Intrinsic drift will occur and deviate stable region, and cause image uneven.Face installs one before the detectors for infrared manufacturer
Mechanical course corrects catch, for obstructing all radiation energies from target, while as a homogeneous background, comes school with this
The heterogeneity of positive detector, the time interval re-calibrated was at several seconds to a few minutes etc..Another method is using two
The mode of point calibration, the homogeneous radiation characteristic acquisition infrared imaging system using black matrix online lower first is to two different temperatures
Two frame response images of black matrix target surface, then using two point correction parameter is calculated and is deposited into system on-chip memory,
The Nonuniformity Correction that the two point correction parameter to prestore carries out output image is recalled in actual work.
Asymmetric correction method in traditional infrared imaging system is being actually used mostly using above two mode
In the process, due to the variation of imaging system use environment temperature, the temperature of imaging system is caused to be affected therewith, so as to influence
The image quality of system leads to the degeneration of picture quality.It, can only by the way of single point correction when environment temperature changes
Output image is corrected by way of instantly multiple catch, kept off due to catch under when system be in blind and regard state, work as ring in this way
The variation of border temperature can cause system to frequently enter blind performance and the field of employment for regarding state, seriously limiting imaging system;Its
The secondary method using two point correction needs to update two point correction parameter to adapt to the variation of environment temperature, and this method needs online
Demarcate multigroup two point correction parameter using black matrix for multiple and different environment temperatures down, and the deposit of these parameters is infrared
In the on-chip memory of imaging system, corresponding environment temperature is then transferred in real time by judging the thermometric chip in imaging system
Under the conditions of the two point correction parameter demarcated, this processing method can guarantee actual imaging environment temperature ring in 2 parameter calibrations
Border temperature is nearby that calibration result is fine, but since the variation of environment temperature is continuous, while the target surface temperature of infrared detector
Degree variation is also unpredictable, thus calibrated at a temperature of a certain specific environment using black matrix come two point correction parameter simultaneously
Environment all in actual use is not adapted to, and if it is desired that the greatest extent may be used with enough two point correction calibrating parameters
The variation for meeting use environment of energy, then need to deposit dozens or even hundreds of group of two point correction parameter, this is deposited for hardware system
Resource is stored up also there are one higher requirement, while can also improve the cost of system.Therefore, there is an urgent need for it is a kind of can be according to real time environment temperature
The change of degree and the heterogeneity correction process algorithm changed.
Invention content
The purpose of the present invention is to provide a kind of real-time 2 Nonuniformity Correction sides for Uncooled infrared camera
Method solves traditional Uncooled infrared camera after working long hours or environment temperature changes, original Nonuniformity Correction ginseng
The problem of number is no longer applicable in, realizes real-time calibration and the update of Nonuniformity Correction parameter, improves uncooled ir thermal imagery
The environmental suitability of instrument.
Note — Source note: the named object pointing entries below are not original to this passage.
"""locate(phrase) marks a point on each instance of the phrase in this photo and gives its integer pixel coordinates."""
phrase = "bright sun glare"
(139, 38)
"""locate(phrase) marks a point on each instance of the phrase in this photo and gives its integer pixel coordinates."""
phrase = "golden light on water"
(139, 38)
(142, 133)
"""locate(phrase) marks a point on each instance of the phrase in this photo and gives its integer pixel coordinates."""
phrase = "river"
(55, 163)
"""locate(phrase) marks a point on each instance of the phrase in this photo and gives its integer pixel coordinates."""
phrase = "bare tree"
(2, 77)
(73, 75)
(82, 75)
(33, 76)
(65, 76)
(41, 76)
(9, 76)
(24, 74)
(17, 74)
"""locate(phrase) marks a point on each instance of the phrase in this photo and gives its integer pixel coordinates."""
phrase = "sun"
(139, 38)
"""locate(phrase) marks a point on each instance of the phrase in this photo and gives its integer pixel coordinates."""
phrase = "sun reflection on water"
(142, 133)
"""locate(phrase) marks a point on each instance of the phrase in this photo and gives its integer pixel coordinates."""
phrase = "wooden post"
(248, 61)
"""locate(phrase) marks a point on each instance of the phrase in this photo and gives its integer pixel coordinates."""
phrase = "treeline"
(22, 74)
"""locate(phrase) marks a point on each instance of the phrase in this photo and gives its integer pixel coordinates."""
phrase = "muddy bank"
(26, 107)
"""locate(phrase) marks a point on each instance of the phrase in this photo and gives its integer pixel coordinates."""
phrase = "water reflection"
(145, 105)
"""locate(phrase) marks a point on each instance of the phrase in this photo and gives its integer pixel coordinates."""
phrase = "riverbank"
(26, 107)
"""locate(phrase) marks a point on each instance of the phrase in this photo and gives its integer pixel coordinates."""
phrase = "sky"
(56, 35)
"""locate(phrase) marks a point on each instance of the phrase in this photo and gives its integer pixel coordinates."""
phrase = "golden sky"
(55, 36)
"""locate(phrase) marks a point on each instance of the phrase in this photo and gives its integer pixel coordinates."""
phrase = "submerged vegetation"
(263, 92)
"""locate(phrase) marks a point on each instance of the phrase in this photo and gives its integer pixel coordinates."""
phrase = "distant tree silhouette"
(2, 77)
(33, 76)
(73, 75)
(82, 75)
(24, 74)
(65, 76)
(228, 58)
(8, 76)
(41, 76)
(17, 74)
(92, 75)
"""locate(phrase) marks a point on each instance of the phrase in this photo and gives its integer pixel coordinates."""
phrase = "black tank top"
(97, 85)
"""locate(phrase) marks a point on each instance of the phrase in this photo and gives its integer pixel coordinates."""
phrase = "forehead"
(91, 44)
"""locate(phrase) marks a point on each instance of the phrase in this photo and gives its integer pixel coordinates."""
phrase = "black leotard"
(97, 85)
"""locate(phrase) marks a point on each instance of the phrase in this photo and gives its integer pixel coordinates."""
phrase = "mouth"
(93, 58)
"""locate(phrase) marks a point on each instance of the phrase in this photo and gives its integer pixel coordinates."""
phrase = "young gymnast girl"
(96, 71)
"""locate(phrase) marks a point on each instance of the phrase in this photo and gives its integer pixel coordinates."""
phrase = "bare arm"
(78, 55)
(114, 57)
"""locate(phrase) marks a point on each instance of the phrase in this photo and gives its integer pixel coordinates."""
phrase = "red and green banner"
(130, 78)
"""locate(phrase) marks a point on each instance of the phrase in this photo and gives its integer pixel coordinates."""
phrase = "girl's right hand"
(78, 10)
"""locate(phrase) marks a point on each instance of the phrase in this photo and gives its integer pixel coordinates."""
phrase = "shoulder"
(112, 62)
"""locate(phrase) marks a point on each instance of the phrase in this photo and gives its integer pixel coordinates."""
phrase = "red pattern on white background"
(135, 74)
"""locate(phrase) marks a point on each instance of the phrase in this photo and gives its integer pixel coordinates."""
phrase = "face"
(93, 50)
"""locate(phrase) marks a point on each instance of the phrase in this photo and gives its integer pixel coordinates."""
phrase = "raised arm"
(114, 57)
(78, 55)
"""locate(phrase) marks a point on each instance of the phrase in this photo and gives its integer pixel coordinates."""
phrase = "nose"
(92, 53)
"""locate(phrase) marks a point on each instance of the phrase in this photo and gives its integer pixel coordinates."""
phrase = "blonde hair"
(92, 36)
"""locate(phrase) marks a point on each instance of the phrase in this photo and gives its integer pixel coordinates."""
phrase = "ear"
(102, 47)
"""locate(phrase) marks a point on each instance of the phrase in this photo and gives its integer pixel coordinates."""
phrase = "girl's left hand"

Realize the object of the invention technical solution be:A kind of real-time 2 points for Uncooled infrared camera it is non-
Even property bearing calibration, includes the following steps:
Step 1) control catch gear is lower as homogeneous target background:
Thermal infrared imager is placed under room temperature environment to work and reaches stable state, when needing to carry out real-time two point correction,
Catch motor is controlled, catch is kept off into lower a period of time, as homogeneous target background.
In step 2) the above-mentioned catch gear lower time, by the way that on piece Nonuniformity Correction (OCC) parameters different twice is configured,
The output response of thermal infrared imager inner detector is controlled, obtains the image data that two frame detectors respond homogeneous background, together
When calculate the mean values of two field pictures, two field pictures data and its mean value are stored in memory simultaneously.
Step 3) reads above-mentioned two field pictures, will be higher defeated according to the computational methods of traditional two point correction parameter
The frame gone out is responded as high-temperature response, a frame of relatively low output as low temperature, and two point schools are calculated using this two field pictures data
Positive parameter value, and it is deposited into memory.
Step 4) is according to two point correction parameter value obtained above, to the original output data of current Uncooled infrared camera
Carry out two point correction, image and output after then being corrected.
Compared with prior art, the present invention its remarkable advantage:(1) traditional single point correction and two point correction method are combined,
The real-time of the two point correction parameter of realization is calculated, stores and is updated.
(2) when the environment temperature residing for Uncooled infrared camera changes, two point correction can be re-scaled in real time
Parameter, without black matrix, without using territory restriction.
Description of the drawings
Fig. 1 is flow chart of the present invention for real-time 2 asymmetric correction methods of Uncooled infrared camera.
Fig. 2 is real-time 2 asymmetric correction methods passed through in the embodiment of the present invention 1 for Uncooled infrared camera
Before processing and treated image, wherein (a) is raw video picture, (b) is treated image.
Specific embodiment
It is further described below in conjunction with the accompanying drawings.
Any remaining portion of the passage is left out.